The areas in which the Australian government wishes to improve big data competence are identifying business requirements for big data, developing capabilities for cloud computing and the necessary infrastructure to accompany it, identifying high value datasets, advising the government’s use of third-party datasets, and promoting privacy designs and privacy impact assessments.
In addition, the guide aims to improve competence in data project management and the responsible use of data analytics.
In terms of implementing big data, the Best Practice Guide discusses infrastructure requirements for storage and processing that agencies should take into account before full implementation.
Because scalability is critical to a big data system, the guide suggests estimating storage requirements by determining:
- Extensibility – or the ability to extend platforms without limiting overall capacity.
- Performance criteria – or the number of users, the nature of the queries, the relevant storage configurations, the speed of the channels to and from the appliances and the fault tolerance.
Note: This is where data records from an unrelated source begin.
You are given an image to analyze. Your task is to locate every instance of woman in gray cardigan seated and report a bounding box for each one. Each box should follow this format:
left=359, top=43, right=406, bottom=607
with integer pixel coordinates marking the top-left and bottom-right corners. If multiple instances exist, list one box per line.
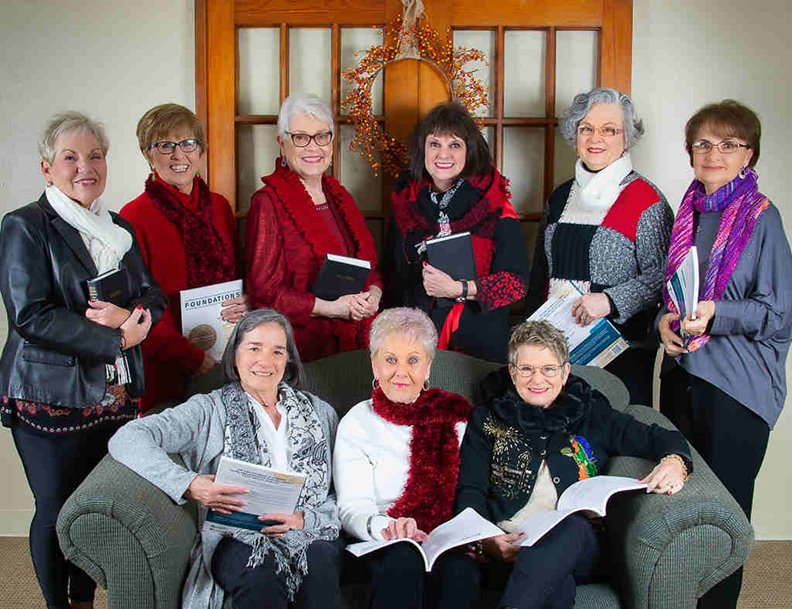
left=441, top=321, right=692, bottom=609
left=109, top=309, right=342, bottom=609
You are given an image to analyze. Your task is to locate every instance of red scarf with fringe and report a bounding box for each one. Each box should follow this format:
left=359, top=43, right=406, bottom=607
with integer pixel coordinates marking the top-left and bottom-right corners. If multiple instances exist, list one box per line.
left=372, top=387, right=473, bottom=533
left=261, top=157, right=377, bottom=351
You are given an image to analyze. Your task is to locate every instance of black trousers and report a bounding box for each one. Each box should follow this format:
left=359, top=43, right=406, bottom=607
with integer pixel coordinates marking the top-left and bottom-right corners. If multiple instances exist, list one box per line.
left=11, top=423, right=120, bottom=609
left=212, top=537, right=343, bottom=609
left=660, top=366, right=770, bottom=609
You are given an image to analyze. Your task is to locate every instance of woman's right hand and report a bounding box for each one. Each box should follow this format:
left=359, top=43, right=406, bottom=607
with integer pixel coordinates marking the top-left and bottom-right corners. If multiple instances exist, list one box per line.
left=118, top=305, right=151, bottom=349
left=382, top=518, right=429, bottom=543
left=657, top=312, right=687, bottom=357
left=184, top=474, right=250, bottom=514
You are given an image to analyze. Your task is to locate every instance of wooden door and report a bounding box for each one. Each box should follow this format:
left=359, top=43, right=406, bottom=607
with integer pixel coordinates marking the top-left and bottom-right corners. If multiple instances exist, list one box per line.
left=195, top=0, right=632, bottom=249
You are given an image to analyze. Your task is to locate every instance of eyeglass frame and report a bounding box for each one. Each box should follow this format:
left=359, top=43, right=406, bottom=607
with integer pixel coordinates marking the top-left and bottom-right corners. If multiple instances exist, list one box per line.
left=690, top=139, right=752, bottom=155
left=149, top=137, right=201, bottom=154
left=286, top=131, right=333, bottom=148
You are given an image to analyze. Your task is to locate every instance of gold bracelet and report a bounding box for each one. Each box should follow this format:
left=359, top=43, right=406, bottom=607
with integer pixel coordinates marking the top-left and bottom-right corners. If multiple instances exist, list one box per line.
left=660, top=455, right=690, bottom=482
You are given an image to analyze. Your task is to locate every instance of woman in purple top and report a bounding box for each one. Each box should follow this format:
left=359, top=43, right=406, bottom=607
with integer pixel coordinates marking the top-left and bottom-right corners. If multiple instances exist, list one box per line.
left=658, top=100, right=792, bottom=609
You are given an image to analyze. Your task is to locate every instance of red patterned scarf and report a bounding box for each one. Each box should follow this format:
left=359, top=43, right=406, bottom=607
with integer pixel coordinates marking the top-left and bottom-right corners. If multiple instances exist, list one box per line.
left=146, top=174, right=236, bottom=288
left=372, top=387, right=473, bottom=533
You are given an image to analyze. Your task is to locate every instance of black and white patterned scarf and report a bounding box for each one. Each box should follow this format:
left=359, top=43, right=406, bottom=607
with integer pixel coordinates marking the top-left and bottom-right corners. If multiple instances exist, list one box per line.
left=223, top=383, right=339, bottom=600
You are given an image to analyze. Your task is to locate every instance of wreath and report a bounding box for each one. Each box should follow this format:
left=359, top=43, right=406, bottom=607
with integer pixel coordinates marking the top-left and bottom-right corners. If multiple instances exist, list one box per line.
left=341, top=7, right=489, bottom=177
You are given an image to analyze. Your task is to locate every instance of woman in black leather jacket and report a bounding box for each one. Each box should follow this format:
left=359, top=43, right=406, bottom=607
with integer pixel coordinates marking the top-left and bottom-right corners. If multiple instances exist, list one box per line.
left=0, top=112, right=165, bottom=609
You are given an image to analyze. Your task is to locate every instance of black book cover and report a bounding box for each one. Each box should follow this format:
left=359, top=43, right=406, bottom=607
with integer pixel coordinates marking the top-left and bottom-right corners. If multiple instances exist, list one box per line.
left=312, top=254, right=371, bottom=300
left=86, top=269, right=130, bottom=307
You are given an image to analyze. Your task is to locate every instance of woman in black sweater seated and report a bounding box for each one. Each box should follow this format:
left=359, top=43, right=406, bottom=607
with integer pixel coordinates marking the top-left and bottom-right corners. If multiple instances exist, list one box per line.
left=441, top=321, right=692, bottom=609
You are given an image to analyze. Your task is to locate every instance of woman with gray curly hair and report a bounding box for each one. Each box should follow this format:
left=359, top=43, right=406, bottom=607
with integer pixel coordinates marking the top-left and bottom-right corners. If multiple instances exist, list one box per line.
left=110, top=309, right=341, bottom=609
left=245, top=93, right=382, bottom=361
left=334, top=307, right=471, bottom=609
left=530, top=88, right=674, bottom=405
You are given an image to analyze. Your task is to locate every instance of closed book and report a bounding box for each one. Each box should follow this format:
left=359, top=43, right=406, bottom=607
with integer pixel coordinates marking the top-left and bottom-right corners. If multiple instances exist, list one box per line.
left=86, top=269, right=130, bottom=307
left=312, top=254, right=371, bottom=300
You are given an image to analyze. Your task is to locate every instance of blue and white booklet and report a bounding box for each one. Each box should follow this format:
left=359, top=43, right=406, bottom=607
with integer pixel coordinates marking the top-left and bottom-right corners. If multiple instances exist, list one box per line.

- Compatibility requirements – or determining if the appliance needs to be coupled with production systems or existing data stores, or if it is a standalone development environment.
The guide asserts that agencies must consider what kind of infrastructure will best deliver the analytics they need. Among the several options are:
Grid computing, which allows for current processing capacity to be used across a grid of processors. Grid computing is satisfactory for parallel computations taking place separately without processor communication.
Cloud computing, which is suited to applications with uncertain demand for processing and storage or those that are not yet tightly integrated to in-house applications or processes.
Supercomputing, which uses the system’s unique infrastructure to interpret highly dependent data, usually pertaining to climate modeling or time-series correlations.
In-database processing, which more quickly facilitates analytics by limiting the movement of data while processing is conducted. This action provides for faster run times and is suited to operations in data discovery and exploration.
In-memory processing, which uses cached data and RAM to reduce query response time and enable real-time analytics processing.
In addition to the Australian Public Service’s Better Practice Guide for Big Data, IDG Government (Australia) has developed a road map to help integrate management of big data into various programs. IDG offers five steps to help clarify terms and concepts for easy integration.
Among its recommendations, IDG suggests:
- Making clarifications between big data and conventional data management.
- Assessing how big data and analytics allocate services.
- Analyzing available resources to be better equipped at predicting events accurately.
- Examining privacy and security implications as implementation of big data strategies can result in loss of accuracy.
- Learning about de-identification capabilities prior to implementing large object-based storage repositories.
Mark Pomerleau is a former editorial fellow with GCN and Defense Systems.